Cuando muere una actriz que nos gusta empezamos a vivir sin olvidarla. Desde ese día cada vez que volvemos a verla actuar creemos que está viva, poderes de un tablado y de un Cine Graf propios desde donde recordamos escenas, repetimos frases, copiamos los modos y los vestidos.
Con Marisa también los aros, el movimiento de sus manos con un cigarrillo entre los dedos, los guantes, los labios pintados y el pelo, esa melena tan suya que, como la de Gena Rowlands, nos da deseos de ser cepillo. La muerte no respetó las reglas, la muerte jugó sucio, fueron algunas de las palabras que usó Almodóvar para explicar lo que no se explica: la muerte inesperada de una amiga. Paro cardíaco y madrugada completaron la oración repentina que da miedo escribir mientras “extraordinaria persona” y “actriz súper dotada” porfían -bienvenidas las porfiadas- para que reconstruyamos el amor también repentino que provoca mirarla.

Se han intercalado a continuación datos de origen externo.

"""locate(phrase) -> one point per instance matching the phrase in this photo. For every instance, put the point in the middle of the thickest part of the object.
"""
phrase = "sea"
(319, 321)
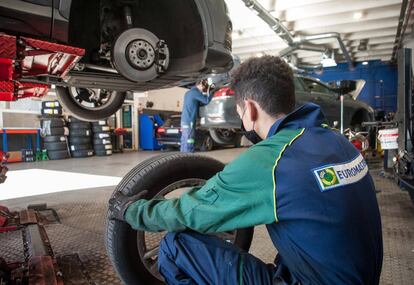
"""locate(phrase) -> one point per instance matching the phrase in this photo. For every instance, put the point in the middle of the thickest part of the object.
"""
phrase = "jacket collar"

Marisa Paredes hizo teatro, actuó en más de setenta películas y otro número igual o mayor de series y era sin caer en lisonjas de ocasión, símbolo de la cultura española, una gracia poderosa y una voz política. ¿Qué escena miramos primero? ¿Una en la que se ríe en Todo sobre mi madre? ¿O una en la que durante un reportaje dice tocándose la cara: “En Hollywood no soportan las arrugas y yo creo que la arruga es bella”?

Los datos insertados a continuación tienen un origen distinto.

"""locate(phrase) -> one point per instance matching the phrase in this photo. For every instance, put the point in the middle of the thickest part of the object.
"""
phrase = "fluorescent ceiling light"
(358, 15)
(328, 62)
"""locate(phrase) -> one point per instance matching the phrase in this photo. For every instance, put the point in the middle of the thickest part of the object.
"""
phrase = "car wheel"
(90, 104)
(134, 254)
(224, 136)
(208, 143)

Escribir sobre la muerte de Marisa Paredes es una despedida en ronda o mejor en un tren en marcha, (una imagen que le gustaba a ella) en la que los devenires ahora eternos desafían cronologías. Ahí está Marisa elegante y lírica cualquiera sea la circunstancia: actuando con un vestido rojo cuando era una adolescente; dando un discurso durante la decimoséptima edición de los Premios Goya; cantando “Ya ves que venero tu imagen divina, /tu párvula boca, que siendo tan niña./ me enseñó a pecar”; presidiendo la Academia de Cine, recordando los consejos de su mamá: “Marisita, hija, lucha por lo que quieres”; haciendo de novia con tocado y tul en Profundo Carmesí (Arturo Ripstein, 1996) o contando su nacimiento durante la dictadura de Franco y el de su hija: “cuando mi hija nació en 1975 y estaba Franco en la agonía me acuerdo que lloré y dije: bendito sea que mi hija no va a conocer esto”.
Una película era mejor si en reparto aparecía Marisa Paredes, mejor amor sobre las voces narrativas y mejores ambiciones, un equilibro de aciertos.